慶安2年(1649)松平直矩が姫路より15万石で入封。三条、燕、白根、味方方面が村上藩領に加わった。この時代に領内の総検地が行われ、多くの田畑検地帳が残されている。上海府では岩ヶ崎・早川・馬下に残る。
松平直矩は寛永7年(1667)に再び姫路へ転封。
寛永7年(1667)に姫路より榊原政倫が入封。
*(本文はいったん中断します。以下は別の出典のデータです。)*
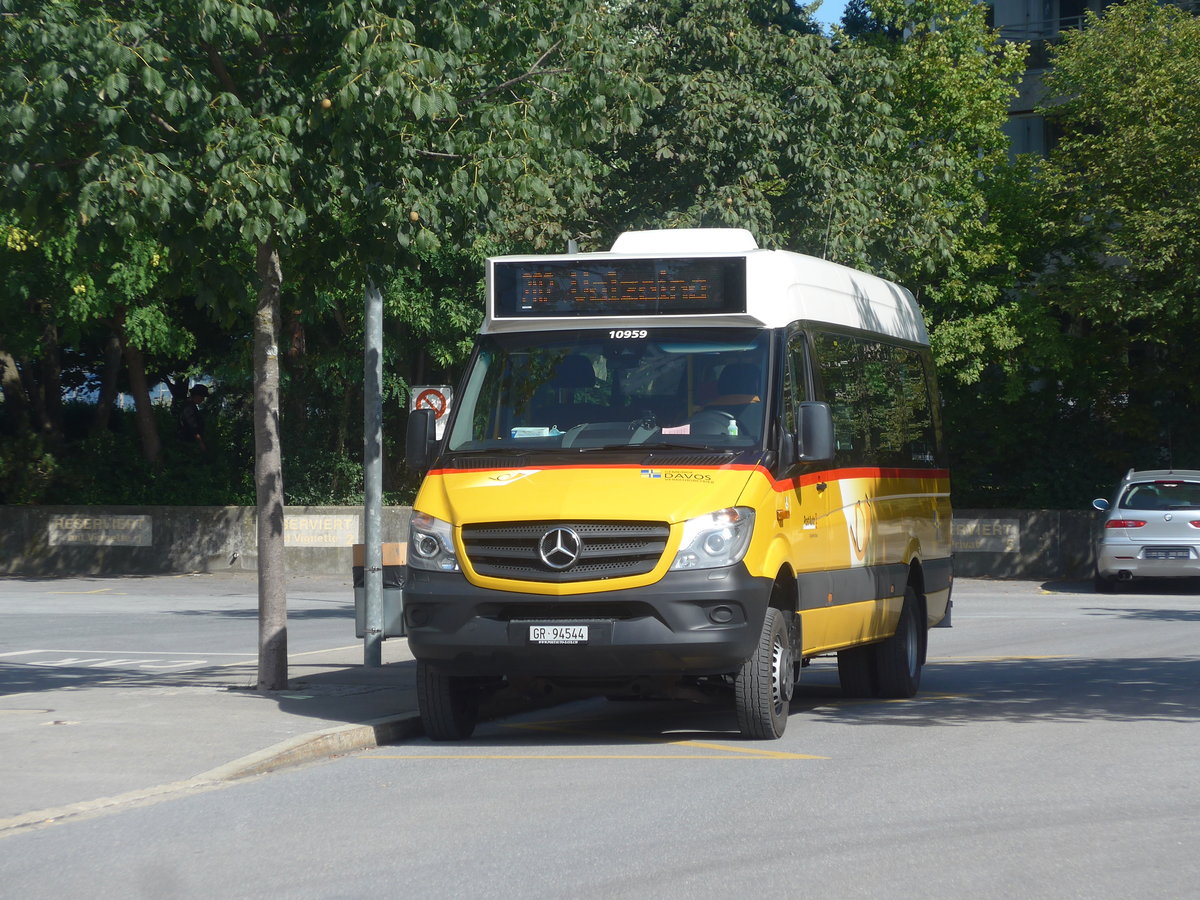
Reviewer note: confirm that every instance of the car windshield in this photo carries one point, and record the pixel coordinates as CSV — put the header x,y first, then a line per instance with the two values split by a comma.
x,y
690,388
1162,495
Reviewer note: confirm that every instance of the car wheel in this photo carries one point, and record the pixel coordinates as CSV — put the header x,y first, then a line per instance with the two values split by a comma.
x,y
449,705
762,689
898,658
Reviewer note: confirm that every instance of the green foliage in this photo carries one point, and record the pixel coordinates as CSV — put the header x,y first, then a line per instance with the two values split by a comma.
x,y
148,150
1126,175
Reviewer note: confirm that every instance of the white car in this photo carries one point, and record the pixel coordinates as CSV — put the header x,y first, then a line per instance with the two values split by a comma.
x,y
1151,528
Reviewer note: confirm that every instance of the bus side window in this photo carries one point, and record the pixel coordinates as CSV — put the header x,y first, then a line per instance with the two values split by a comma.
x,y
881,402
841,375
793,382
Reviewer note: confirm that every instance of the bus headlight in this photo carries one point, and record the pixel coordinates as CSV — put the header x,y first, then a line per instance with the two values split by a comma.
x,y
715,539
431,544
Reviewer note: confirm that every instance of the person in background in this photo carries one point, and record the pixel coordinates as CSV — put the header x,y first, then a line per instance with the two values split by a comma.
x,y
191,417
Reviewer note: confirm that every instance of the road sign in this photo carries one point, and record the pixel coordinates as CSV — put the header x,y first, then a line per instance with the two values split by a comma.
x,y
437,397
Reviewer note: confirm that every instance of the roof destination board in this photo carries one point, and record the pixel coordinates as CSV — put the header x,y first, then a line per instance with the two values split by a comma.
x,y
619,287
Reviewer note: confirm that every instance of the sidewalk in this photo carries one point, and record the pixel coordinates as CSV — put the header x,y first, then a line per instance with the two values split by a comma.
x,y
77,735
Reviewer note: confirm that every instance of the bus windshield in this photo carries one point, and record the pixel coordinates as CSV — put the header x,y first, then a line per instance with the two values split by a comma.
x,y
617,388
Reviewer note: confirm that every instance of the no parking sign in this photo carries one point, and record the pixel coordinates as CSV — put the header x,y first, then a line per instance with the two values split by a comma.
x,y
437,397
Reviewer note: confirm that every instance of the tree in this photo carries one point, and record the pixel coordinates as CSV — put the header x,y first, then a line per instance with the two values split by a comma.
x,y
1126,174
1123,210
303,131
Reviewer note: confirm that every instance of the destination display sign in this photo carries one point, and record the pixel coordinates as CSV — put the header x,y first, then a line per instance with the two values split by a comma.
x,y
619,287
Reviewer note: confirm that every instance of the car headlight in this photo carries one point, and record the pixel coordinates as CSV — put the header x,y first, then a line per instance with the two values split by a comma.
x,y
715,539
431,544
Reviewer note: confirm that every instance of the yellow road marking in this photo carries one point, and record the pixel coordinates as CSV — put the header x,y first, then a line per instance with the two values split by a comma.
x,y
587,756
571,726
995,659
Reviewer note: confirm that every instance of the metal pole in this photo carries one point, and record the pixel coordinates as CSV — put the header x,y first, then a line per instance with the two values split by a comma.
x,y
372,478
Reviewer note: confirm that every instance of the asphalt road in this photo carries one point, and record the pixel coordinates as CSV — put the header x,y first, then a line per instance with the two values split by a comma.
x,y
1051,753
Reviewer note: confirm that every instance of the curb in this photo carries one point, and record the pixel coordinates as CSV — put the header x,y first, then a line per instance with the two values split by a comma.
x,y
297,751
319,745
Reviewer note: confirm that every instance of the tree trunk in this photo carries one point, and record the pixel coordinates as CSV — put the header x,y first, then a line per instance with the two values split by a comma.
x,y
13,393
51,401
273,604
143,415
108,384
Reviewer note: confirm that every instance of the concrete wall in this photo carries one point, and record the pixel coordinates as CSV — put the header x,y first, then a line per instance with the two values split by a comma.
x,y
1024,544
119,540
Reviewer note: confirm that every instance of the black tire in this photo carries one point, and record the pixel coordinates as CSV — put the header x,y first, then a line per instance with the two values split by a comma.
x,y
449,705
856,672
898,659
762,689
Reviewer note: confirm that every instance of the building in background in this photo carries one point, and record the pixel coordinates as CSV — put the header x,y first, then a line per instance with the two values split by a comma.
x,y
1041,23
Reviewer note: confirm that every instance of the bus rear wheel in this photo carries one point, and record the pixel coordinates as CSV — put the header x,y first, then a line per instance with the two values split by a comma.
x,y
762,689
449,705
898,659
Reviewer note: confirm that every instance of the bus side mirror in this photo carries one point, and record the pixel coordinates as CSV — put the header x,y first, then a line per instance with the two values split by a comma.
x,y
816,431
420,441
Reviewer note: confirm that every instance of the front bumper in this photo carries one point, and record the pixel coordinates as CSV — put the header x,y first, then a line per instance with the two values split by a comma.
x,y
690,623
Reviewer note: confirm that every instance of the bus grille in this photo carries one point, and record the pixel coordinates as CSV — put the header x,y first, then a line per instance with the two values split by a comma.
x,y
607,550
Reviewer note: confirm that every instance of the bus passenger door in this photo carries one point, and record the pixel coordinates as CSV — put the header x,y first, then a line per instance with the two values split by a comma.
x,y
803,503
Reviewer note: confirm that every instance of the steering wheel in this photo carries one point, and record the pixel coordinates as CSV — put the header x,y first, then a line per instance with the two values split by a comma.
x,y
713,421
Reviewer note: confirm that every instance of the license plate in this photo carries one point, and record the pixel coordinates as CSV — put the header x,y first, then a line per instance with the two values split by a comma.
x,y
1168,553
558,634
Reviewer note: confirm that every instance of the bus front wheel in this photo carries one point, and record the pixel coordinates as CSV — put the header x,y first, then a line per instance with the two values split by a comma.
x,y
762,688
449,705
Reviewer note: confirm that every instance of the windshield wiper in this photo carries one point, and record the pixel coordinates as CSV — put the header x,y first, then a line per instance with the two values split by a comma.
x,y
660,445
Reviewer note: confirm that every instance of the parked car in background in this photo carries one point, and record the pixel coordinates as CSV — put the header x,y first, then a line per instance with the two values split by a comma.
x,y
1151,528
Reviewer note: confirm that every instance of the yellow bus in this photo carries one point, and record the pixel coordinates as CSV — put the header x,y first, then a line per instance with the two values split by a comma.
x,y
682,468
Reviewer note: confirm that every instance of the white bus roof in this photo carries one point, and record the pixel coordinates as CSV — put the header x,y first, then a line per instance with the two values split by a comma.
x,y
781,287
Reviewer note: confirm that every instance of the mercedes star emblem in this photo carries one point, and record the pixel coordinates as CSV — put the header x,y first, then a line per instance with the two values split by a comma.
x,y
559,549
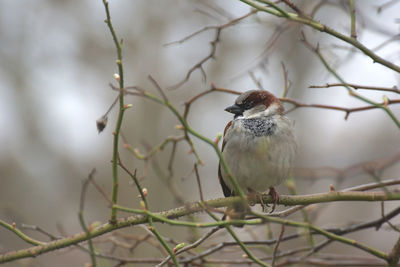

榊原政倫は天和3年(1683)に死去すると養嗣子の政邦が家督を継いだ。
宝永元年(1704)に榊原政邦が姫路に戻ると、再び姫路から本多忠孝が入封するも忠孝は12歳で死去したため、宝永7年(1711)にその後を継いだ分家の本多忠良が5万石で入封した。
この時には岩ヶ崎を除く大月・野潟・間島・柏尾・吉浦・早川・馬下の7村が幕府領となり、舘村(胎内市)陣屋付きの領地となった。
ところが同年に本多忠良は三河国に移封となり、替わって入った松平輝貞の知行高が増えたために、上海府全村は再び村上藩の領地となった。
亨保2年(1717)今度は間部詮房入封により知行高が減り、大月・野潟・吉浦・早川・馬下の5村は幕府領となった。
村上藩と幕府間で欲しがったのか、それとも追っ付け合ったのか分からないが、何だかたらい回しにされた感じだ。
この後、亨保5年(1740)に内藤氏が入るとやっと落ち着き、岩ヶ崎・間島・柏尾の3村が村上藩領、大月・野潟・吉浦・早川・馬下の5村は幕府領という事で幕末まで続いた。
誰に支配されようが農地が少なく、これといって有力な産業もなかった上海府では、跡継ぎ以外を地区外に奉公に出すことも多かっただろう。
滝の前の茂助地蔵にはそんな奉公人にまつわる悲しい伝説も語り継がれている。上海府から若者が他所に出てしまうのは奉公DNAがあるからなのだろうか。
江戸時代中期から廻船業が栄える 全国に渡った海の男たち
江戸時代中期頃からは、吉浦、早川集落を中心に廻船業で成功する家が出る。
廻船業者は年貢米の輸送を請け負ったり、自ら品物を仕入れて他の土地へ運んで売って差額を稼いだ。
船主自体が商いを行うのが特徴で、現在のように物価が全国で一定でない当時は地域によって物の値段差が大きく、船主に多くの利益をもたらした。
日本海側沿岸から下関海峡を経由して大阪に向かうルートを西廻り海運と言い、関西方面では北から来るので北前船とも呼ばれ、航路は北海道まで拡大されていく。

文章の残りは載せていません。